Ransomware has become a crippling phenomenon for businesses and consumers alike. As its name implies, the malicious software corrupts computer systems and holds your data ransom until the victim coughs up the money, usually in the form of bitcoin.
There have been some notable instances over the last year, like the ransomware that targeted iPhone users in Australia, while security researchers have identified several different strains of ransomware in the wild, most notoriously CryptoLocker.
If you find your business has been targeted and infected, panic may ensue as the still relatively new threat is difficult to navigate.
Some security professionals even suggest trying to negotiate with the cyber criminals to get your data back, while recently a police force in Massachusetts actually paid up the ransom after it was attacked by cyber crooks.
Attacks That Could Cripple Your Business
Sandra Gordon, a businesswoman based in New York, suffered a near-crippling ransomware attack in January.
“Sixteen years’ worth of data went into lockdown because ransomware infects everything connected to the hard drive, including external hard drives. So backing up, unless it’s to the cloud, won't help,” she said, ultimately resorting to paying up the ransom.
“I got all of my files back, which was essentially my professional identity. I’m grateful that my cybercriminals were honest. Between paying $630 in bitcoin and the support guy who made a house call, the experience cost me $1,700.”
This was a costly situation, and while it worked out in the end for Gordon, most cyber security professionals are in agreement that you shouldn’t pay cybercriminals.
“We've had a few clients hit with CryptoLocker or its variants, and fortunately most of them had good backups, but one did not. That's the price they paid,” says Morris Tabush of IT company Tabush Group.
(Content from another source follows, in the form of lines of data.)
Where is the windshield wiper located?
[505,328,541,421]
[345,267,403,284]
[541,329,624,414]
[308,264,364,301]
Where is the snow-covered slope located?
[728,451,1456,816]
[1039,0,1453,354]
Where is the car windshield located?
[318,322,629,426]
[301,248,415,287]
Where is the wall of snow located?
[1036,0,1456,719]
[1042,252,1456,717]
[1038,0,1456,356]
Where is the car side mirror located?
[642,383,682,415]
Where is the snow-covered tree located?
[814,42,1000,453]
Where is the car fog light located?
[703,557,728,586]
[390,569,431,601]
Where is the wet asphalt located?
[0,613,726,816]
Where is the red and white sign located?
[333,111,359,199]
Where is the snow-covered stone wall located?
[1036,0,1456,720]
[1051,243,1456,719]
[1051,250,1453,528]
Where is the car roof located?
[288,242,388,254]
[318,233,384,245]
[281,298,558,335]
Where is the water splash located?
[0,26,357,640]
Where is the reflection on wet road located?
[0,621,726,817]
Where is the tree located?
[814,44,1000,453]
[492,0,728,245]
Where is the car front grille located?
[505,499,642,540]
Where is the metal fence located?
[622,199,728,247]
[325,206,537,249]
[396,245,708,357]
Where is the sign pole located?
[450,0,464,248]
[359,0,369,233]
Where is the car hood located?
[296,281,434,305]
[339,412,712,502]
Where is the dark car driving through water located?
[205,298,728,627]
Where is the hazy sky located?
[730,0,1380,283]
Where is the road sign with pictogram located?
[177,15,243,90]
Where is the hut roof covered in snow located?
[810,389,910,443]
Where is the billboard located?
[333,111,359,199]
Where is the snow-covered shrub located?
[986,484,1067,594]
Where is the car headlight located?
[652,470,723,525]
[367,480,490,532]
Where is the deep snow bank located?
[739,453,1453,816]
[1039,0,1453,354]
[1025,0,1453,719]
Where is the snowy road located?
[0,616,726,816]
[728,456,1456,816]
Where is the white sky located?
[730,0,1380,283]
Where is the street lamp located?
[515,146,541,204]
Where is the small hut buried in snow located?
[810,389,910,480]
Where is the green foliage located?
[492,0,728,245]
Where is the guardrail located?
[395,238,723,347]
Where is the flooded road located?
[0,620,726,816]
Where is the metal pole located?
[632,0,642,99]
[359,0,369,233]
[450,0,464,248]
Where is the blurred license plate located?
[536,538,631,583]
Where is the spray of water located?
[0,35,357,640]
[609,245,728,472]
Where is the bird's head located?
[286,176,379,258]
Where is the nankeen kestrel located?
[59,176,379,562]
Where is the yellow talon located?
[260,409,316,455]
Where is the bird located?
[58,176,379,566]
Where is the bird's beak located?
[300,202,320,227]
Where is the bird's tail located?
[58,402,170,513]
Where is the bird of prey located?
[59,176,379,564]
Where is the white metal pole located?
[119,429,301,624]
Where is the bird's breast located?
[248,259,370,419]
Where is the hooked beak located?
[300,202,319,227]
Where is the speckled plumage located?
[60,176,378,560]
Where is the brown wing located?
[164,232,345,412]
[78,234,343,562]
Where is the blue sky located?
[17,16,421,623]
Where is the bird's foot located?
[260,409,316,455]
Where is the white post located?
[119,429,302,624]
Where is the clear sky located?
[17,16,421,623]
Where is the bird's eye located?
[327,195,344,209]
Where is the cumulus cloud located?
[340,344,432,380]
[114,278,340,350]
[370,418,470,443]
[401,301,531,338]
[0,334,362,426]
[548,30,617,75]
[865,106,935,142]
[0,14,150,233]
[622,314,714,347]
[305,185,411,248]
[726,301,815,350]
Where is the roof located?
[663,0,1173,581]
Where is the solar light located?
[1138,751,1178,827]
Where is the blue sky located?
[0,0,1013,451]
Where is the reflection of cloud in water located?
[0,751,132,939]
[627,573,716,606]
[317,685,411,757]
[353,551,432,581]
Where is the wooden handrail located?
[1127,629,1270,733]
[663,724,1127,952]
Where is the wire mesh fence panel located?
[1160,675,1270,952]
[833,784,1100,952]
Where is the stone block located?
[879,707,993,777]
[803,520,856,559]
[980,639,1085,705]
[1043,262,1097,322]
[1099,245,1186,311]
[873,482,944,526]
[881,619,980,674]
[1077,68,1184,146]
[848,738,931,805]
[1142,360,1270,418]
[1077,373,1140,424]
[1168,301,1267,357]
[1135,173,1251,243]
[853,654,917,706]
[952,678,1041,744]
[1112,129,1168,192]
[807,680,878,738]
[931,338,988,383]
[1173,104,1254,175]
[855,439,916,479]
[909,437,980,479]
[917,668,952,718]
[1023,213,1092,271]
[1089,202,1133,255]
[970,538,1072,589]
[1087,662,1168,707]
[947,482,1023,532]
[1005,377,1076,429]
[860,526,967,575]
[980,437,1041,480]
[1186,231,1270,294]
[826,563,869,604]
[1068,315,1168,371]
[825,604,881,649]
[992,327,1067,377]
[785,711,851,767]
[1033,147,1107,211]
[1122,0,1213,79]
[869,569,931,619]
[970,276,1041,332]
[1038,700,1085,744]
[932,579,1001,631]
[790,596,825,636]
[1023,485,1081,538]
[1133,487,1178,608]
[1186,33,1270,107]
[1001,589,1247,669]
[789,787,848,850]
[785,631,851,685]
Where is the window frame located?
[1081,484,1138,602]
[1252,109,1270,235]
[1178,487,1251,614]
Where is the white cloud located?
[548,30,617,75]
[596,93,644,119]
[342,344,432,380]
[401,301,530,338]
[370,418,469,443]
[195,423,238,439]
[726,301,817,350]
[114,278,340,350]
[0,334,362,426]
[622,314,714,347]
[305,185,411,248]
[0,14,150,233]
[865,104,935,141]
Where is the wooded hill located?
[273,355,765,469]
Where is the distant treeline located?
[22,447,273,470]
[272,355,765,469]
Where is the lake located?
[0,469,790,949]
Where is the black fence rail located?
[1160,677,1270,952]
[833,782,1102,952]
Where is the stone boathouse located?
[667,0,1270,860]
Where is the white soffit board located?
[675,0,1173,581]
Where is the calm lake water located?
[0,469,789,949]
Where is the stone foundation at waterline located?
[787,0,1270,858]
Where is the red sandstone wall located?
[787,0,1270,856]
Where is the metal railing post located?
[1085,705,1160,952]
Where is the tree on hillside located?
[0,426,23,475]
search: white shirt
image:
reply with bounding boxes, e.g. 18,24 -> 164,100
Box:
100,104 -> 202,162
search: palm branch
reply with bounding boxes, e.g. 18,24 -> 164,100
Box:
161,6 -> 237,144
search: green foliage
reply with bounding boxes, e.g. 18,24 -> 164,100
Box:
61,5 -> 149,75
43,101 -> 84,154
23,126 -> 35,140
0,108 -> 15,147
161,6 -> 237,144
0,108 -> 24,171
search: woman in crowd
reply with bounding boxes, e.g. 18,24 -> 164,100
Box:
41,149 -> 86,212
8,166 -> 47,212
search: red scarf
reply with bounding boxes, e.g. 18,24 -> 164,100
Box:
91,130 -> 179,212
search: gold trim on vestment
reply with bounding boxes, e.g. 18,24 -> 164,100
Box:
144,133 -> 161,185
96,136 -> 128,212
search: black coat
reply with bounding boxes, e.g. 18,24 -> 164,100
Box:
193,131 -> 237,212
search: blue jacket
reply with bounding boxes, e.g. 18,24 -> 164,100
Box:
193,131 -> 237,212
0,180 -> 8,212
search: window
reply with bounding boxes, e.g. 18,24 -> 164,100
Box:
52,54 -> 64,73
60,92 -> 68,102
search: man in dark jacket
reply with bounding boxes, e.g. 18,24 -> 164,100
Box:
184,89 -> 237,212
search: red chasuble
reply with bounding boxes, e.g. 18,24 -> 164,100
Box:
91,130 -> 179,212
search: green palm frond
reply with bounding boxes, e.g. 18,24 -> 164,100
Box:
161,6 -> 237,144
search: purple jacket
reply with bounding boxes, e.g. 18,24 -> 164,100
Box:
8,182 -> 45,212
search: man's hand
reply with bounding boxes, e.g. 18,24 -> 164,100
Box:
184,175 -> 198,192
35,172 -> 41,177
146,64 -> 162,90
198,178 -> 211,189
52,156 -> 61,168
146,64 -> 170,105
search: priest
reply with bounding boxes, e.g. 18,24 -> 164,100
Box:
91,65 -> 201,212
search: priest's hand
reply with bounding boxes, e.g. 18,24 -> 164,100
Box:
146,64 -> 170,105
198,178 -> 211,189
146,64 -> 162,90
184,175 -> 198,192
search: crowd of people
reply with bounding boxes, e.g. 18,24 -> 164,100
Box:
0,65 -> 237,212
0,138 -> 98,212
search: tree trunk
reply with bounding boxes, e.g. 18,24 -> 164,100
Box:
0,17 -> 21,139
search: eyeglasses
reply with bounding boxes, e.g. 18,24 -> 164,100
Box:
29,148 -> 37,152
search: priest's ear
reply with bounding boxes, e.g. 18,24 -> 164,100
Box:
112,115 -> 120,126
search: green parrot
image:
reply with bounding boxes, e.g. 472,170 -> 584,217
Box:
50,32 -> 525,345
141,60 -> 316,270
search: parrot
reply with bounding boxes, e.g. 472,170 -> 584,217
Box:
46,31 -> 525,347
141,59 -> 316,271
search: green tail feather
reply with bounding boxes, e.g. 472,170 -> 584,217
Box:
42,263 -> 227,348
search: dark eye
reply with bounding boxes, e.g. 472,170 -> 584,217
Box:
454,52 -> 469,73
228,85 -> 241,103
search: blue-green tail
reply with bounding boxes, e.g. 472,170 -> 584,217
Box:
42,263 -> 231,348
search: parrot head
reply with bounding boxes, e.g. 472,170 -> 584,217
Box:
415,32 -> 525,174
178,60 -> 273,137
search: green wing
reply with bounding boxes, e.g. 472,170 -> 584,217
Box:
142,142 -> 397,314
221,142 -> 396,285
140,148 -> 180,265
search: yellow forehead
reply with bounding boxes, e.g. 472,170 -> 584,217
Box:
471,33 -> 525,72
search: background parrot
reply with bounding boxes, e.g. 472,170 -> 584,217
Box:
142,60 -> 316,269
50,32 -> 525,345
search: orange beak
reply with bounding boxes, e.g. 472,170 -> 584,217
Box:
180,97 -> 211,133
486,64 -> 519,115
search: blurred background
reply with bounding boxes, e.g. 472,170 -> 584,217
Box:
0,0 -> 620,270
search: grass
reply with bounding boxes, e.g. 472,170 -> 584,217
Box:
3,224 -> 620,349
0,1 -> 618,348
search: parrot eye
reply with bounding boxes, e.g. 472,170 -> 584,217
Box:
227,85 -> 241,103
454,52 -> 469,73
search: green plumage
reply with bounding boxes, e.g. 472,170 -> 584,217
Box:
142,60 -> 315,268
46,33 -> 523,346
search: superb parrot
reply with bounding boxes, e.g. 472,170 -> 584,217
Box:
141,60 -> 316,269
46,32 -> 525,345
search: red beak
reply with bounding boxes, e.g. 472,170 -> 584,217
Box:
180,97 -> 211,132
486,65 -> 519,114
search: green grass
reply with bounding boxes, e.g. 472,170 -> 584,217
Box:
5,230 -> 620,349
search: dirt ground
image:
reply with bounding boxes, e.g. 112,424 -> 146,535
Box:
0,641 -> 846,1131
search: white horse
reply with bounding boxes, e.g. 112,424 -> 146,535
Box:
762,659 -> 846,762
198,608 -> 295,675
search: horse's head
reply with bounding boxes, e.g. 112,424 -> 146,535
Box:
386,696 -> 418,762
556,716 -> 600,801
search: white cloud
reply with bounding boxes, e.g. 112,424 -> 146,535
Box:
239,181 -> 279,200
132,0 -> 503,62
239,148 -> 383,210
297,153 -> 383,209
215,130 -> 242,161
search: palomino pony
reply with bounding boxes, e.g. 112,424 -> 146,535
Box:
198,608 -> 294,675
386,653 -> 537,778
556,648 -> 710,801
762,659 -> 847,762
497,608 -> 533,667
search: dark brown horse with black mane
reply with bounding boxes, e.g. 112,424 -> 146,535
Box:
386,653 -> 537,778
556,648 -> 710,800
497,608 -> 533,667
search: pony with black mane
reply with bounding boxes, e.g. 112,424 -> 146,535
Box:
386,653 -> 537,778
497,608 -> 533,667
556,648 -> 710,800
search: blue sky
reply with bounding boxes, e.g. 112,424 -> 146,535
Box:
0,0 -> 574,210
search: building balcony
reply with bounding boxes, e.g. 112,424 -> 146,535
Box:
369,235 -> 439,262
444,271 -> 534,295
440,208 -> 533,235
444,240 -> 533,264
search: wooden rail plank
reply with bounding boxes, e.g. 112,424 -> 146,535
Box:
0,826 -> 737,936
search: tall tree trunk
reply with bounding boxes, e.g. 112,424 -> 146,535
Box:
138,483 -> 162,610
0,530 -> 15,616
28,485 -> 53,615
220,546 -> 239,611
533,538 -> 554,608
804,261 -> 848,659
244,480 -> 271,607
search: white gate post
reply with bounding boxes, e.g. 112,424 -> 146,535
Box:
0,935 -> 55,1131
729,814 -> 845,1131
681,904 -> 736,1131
Backing Up Data is the First Step
“Key issues with paying include the fact that a number of these samples are showing up with faults in the implementation of the encryption, which means that tools can be built to decrypt the files,” says Steve Santorelli, from Team Cymru, who previously worked at Scotland Yard’s Computer Crime Unit. He adds that there is never any proof that the cyber criminals will actually decrypt your files after you’ve paid.
“The main thing here, and sadly it’s often a lesson too late for victims, is the fact that regular, robust backups are the only thing that will save you from ransomware,” says Santorelli, “plus regularly updated anti-virus and patching your operating system and applications of course.”
“We believe that it’s vital to protect your data by backing it up in the first place to ensure that if disaster does strike, then your business is not brought to a halt,” says Jennifer Kate Ogden from UK firm Aspect IT.
Backing up is one thing, but it’s also necessary to regularly test these backups, and investing just a couple of hours every now and again in making sure everything is in working condition can make a huge difference.
And it’s important that note that while backups are vital, they are not a silver bullet against cyber criminals either.
Backing up simplifies things to a degree, says Mike Meikle, a partner at healthcare-focused security firm secureHIM. “However, the enterprise could still be liable for stolen data based on industry or government privacy and security regulations such as HIPAA for healthcare or PCI DSS for financial entities.”
Businesses also wonder if they should contact the authorities when faced by a cyber-crime incident like ransomware.
This all depends on the type of data that was stolen, such as personal health information (PHI) or personally identifiable information (PII), how much data was stolen, the number of people impacted and the local and national laws and regulations around data breaches. This can be different state to state and country to country.
An Educated Workforce
Having confidence in your backups is one method of dealing with a cyber-attack after the fact, but preventing any incident, while extremely difficult, is a wise practice too and this starts with educating your employees.
“The biggest prevention technique you can use is to educate your staff on not opening attachments or links from unknown sources,” says Brandyn Morelli, head of products and IT at Los Angeles app design firm Onyx. “If they feel they received something that is illegitimate, they should immediately contact their IT department.”
Employing a virtual private network can also help mitigate risk by randomizing your traffic to and from the business. Having a robust IT department in your organization is important, says J. Colin Petersen, CEO of J - I.T. Outsource, which could ultimately save your business thousands.